Cardinal Birds and the Christmas Connection

Of all the Christmas symbols, one that has long puzzled yet charmed me is a pretty little bird we call the Cardinal.

Originally, I believed that the association between Cardinals and Christmas was the way their scarlet feathers add a beautiful burst of color against a mostly gray or white winter landscape.

However, upon further research, (I am pretty nerdy, you know) I discovered that while these are both true, there are other, albeit mostly modern connections between Christmas and the Cardinal. 

Red evolved into a universally-recognized color for Christmas as a symbol of the blood of Christ which He shed to redeem all of mankind. The cardinal’s vibrant crimson is a lovely reminder to focus on our faith in His atonement and the hope and peace that it brings.  To quote Bronners Christmas Wonderland, 25 Christmas Lane, Frankenmuth, Michigan, even a “glimpse of this brilliant bird brings cheer, hope and inspiration on a gray, wintry day.” In addition, unlike most northern birds, Cardinals don’t migrate south for the winter, so they stay home year round making them one of the few types of birds one might see during the Christmas season.

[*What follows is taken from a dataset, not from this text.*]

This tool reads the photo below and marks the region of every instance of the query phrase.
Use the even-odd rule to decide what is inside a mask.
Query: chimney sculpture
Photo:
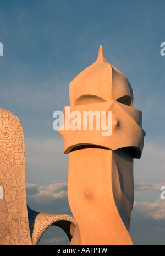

So, somewhere in the not-so-distant past, the Cardinal was christened a Christmas bird. Today, the cardinal represents constancy no matter the season like the constancy of God’s love, and the atoning sacrifice of his Son which gives us peace and hope in this life and in the next.

Regardless, I hope glimpses of this bird with stunning red plumage has a cheering effect on you.

 

 

Sources:

Think About Christmas 

Quora

 

6 thoughts on “Cardinal Birds and the Christmas Connection

  1. Jennifer Griffith says:

    I love this. Thanks for sharing!

  2. Nancy says:

    Lovely birds. never wondered why they were on Christmas cards– they always look so good against snow– besides I know two people who collect china, clothes, and everything else that features a cardinal. I do think the birds were used because of their beauty and a religious reason thought up later. Doesn’t matter– “a thing of beauty is a joy forever,”

  3. Betty says:

    Love my cardinals. Have a couple of pairs at the bird feeder today. They really like the peanut butter/suet balls I hang outside. I wonder, do you suppose that “Santa Claus” is pictured in red because of the symbolism of the color?